I'm trying to understand awk and changed a script I found here: https://www.tecmint.com/learn-use-awk-special-patterns-begin-and-end/ I would like to search multiple files for multiple patterns and count them. I tested it in a folder with 3 csv. files, only the first one contains the pattern. This worked, when the pattern was directly defined.
script:
#!/bin/bash
for file in $(ls *.csv); do
if [ -f $file ] ; then
#print out filename
echo "File is: $file"
#print the total number of times phn_phnM appears in the file
awk ' BEGIN { print "The number of times phn_phnM appears in the file is:" ; }
/phn/ { counterx+=1 ; }
/phnM/ { countery+=1 ; }
END { printf "%s\n", counterx ; }
END { printf "%s\n", countery ; }
' $file
else
#print error info incase input is not a file
echo "$file is not a file, please specify a file." >&2 && exit 1
fi
done
#terminate script with exit code 0 in case of successful execution
exit 0
output:
bash ./unix_commands/count_genes.awk
File is: omics_collection.csv
The number of times phn_phnM appears in the file is:
970
84
File is: temp.csv
The number of times phn_phnM appears in the file is:
File is: temp2.csv
The number of times phn_phnM appears in the file is:
but when I tried to include variables, the script could not be executed anymore-
EDIT: as pointed out by @Charles Duffy, this was due to the problem that awk variables and bash variables are not the same, which I was completely unaware of.
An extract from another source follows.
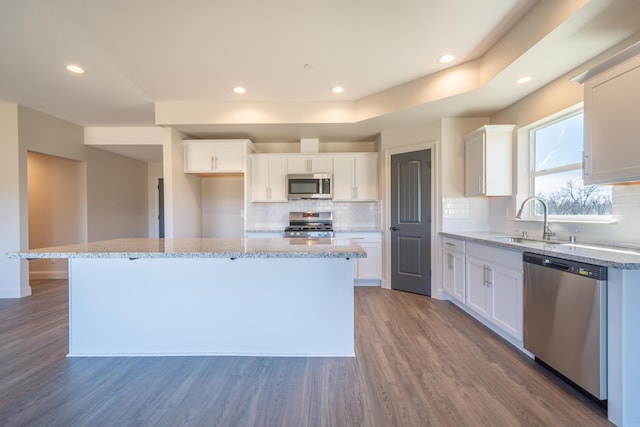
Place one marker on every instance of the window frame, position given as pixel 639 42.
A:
pixel 527 161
I adapted my script to make awk understand the variables set in the shell and now it does what I want:
#!/bin/bash
GENE1="NA"
GENE2="fadD"
for file in *.csv; do
if [ -f $file ] ; then
#print out filename
echo "File is: $file"
#print the total numbers of genes in the files
awk -v a="$GENE1" -v b="$GENE2" ' BEGIN { print "The number of times", a, "and", b " appear in the file are:" ; }
$0 ~ a { a_counter+=1 ; }
END { print a, a_counter ; }
$0 ~ b { b_counter+=1 ; }
END { print b, b_counter ; }
' $file
else
#print error info incase input is not a file
echo "$file is not a file, please specify a file." >&2 && exit 1
fi
done
#terminate script with exit code 0 in case of successful execution
exit 0
I will have to look into this "dynamic" search pattern thing, though, to understand what I actually did there. But I understood that variable expansion does not work, so /a/ as pattern was actually looking for the amount of a's in my files. I also had to replace
END { printf "%s\n", a, a_counter ; }
with
END { print, a, a_counter ; }
as the printf would only print the value of "a", but not of "a_counter" and I couldn't figure out why. I assume that "a_counter" inside awk will not be recognized as $(GENE1)_counter?